Last week I wrote that Eurodollar spreads were indicating only one hike a year, a glacial pace.  For example the spread between the September 2016 contract and September 2017 contract had settled on Tuesday June 21, at 23.5.  Yesterday, June 28, this spread closed at just 14 bps.  The surprise Brexit vote took Fed tightening out of the equation.  Where this is most apparent is in the Fed Funds curve.  Prior to the Brexit vote, all FF calendar spreads were positive, that is, each successive contract traded at a lower price or higher yield than the one before it.  However, after the vote, near calendar spreads inverted.  For example, the July 2016 contract settled at 99.625 (or 37.5 bps) and the October 2016 contract settled at 99.660 (or 34 bps).  Typically, inverted spreads are indicative of the possibility of EASE rather than tightening.  In this case, I would NOT say the market expects an ease, rather, it appears mostly an unwind of hedges related to previous tightening fears. 

Having said that, there are clearly trades being entered now that might be called hedges against additional surprises that have the potential to buffet the global economic architecture.  For example, there has been steady accumulation of ten year treasury calls, and in Eurodollars there has been substantial buying in the 100 calls.  In Eurodollars, the 100 call represents an interest rate of zero.  These calls cannot finish in the money unless there are negative interest rates, once unthinkable.  However, euribor is currently negative, as is, of course, euroswiss.  (3 month interest rates associated with EUR and CHF). 

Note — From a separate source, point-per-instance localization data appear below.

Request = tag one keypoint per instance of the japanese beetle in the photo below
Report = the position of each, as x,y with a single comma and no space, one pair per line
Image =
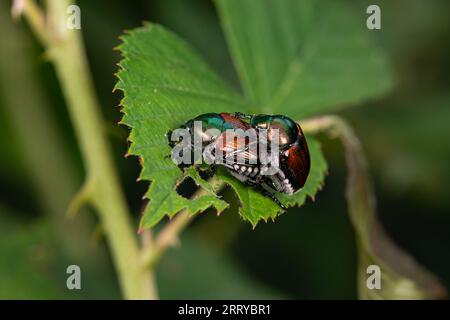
292,153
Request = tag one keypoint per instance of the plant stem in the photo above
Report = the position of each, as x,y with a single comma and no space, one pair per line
65,49
402,277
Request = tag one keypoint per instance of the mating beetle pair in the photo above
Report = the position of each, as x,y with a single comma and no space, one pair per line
293,155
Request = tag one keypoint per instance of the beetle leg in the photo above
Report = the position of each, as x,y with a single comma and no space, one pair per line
241,115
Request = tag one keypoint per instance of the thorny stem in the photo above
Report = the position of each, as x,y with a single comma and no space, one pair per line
65,49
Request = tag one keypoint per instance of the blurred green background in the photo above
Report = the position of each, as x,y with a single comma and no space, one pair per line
308,252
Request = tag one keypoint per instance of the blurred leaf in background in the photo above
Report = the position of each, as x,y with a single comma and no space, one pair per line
291,257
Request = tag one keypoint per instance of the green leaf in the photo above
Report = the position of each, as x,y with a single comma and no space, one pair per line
305,57
165,83
292,58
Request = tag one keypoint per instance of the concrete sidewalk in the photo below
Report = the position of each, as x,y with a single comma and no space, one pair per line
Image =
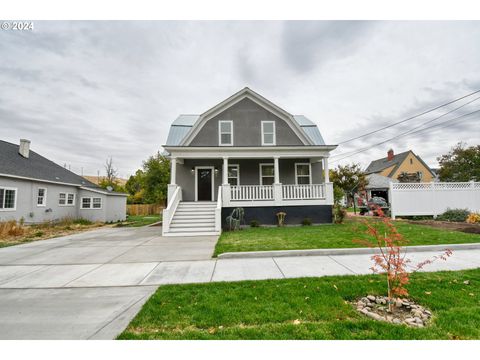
90,285
200,271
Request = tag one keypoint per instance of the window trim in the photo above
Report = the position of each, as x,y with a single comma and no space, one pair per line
44,202
232,177
14,200
66,198
274,143
220,133
309,173
261,165
91,203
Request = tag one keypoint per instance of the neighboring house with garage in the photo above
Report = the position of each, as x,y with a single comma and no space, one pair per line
403,167
36,190
245,152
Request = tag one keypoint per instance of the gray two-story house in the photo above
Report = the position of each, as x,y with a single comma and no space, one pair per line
245,152
34,189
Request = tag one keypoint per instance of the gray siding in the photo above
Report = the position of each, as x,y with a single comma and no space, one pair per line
249,173
27,208
246,116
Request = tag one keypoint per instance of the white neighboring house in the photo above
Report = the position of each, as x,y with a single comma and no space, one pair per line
245,152
36,189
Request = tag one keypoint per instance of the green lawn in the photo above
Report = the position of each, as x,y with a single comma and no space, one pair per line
267,309
329,236
139,220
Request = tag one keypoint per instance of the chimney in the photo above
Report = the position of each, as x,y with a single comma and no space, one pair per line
390,155
24,148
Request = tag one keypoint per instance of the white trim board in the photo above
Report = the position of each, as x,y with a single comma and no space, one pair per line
309,173
14,200
212,177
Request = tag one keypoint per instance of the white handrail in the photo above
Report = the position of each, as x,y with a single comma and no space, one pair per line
170,210
303,192
251,192
218,211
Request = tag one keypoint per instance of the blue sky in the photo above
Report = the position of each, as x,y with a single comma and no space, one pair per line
83,91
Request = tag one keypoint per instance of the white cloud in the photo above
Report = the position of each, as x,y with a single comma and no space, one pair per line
83,91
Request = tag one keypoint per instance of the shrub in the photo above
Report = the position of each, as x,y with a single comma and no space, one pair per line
254,223
339,214
307,222
11,228
456,215
473,218
391,259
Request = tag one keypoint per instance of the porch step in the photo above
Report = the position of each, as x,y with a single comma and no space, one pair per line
194,226
193,219
190,220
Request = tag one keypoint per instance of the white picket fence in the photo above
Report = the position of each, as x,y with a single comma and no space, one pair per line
409,199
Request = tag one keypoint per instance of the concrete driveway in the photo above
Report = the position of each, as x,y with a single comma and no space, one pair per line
83,286
90,285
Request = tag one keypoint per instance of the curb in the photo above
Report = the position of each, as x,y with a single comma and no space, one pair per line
346,251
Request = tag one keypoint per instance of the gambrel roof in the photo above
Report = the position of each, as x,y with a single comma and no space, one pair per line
185,127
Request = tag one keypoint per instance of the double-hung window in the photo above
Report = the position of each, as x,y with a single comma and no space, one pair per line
268,133
225,133
66,199
303,173
267,174
41,197
91,203
8,199
234,174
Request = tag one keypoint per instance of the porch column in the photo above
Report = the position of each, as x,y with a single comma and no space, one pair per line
325,168
277,187
173,171
225,171
276,171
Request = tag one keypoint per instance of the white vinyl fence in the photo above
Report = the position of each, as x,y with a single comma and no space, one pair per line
409,199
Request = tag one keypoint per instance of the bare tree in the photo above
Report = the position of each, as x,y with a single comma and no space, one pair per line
111,171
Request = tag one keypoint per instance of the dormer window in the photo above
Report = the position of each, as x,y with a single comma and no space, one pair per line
268,133
225,133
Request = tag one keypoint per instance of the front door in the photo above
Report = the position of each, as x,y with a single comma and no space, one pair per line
204,184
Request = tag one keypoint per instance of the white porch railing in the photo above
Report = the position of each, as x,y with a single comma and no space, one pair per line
303,192
251,192
170,210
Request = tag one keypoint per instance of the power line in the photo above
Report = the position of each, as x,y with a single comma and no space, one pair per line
407,119
421,125
409,132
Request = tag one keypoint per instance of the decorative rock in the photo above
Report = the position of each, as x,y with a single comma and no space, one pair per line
418,320
375,316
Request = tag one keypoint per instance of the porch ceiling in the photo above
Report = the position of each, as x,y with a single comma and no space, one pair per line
250,152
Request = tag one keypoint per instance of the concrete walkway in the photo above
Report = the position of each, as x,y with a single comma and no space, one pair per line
91,285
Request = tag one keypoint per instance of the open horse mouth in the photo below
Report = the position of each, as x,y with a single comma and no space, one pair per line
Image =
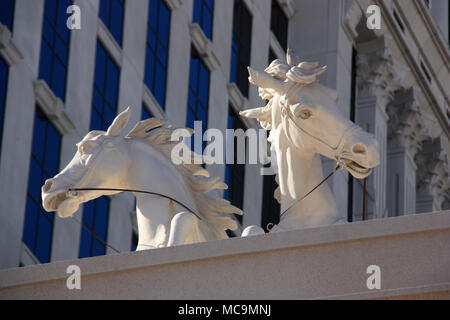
52,201
62,202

As an example, this week there has been a buyer of EDZ17 100 calls.  These calls settled Tuesday at 2.75 bps, and have over 80000 in open interest.  They are out of the money by 82 bps, as EDZ17 settled at 99.18.  It would seem impossible for the US to move to negative rates, but the sellers of these calls have to wait 538 days to collect the $68.75 that the premium represents on one contract ($25 x 2.75).  Over that period they must also post margin.  In a way, this little example shows that the Eurodollar option market is truly a wholesale professional market, which trades in large size at relatively low cost.  It does though, sometimes give signals about where the market has “fears”.  The compression of near Eurodollar calendars, along with the inversion of some FF calendar spreads, along with buying of zero rate calls all point to a market conclusion that Brexit could have far greater ramifications than simply reduced trade flows to the UK.  As has been covered by other analysts, it could call into question the very existence of the EU.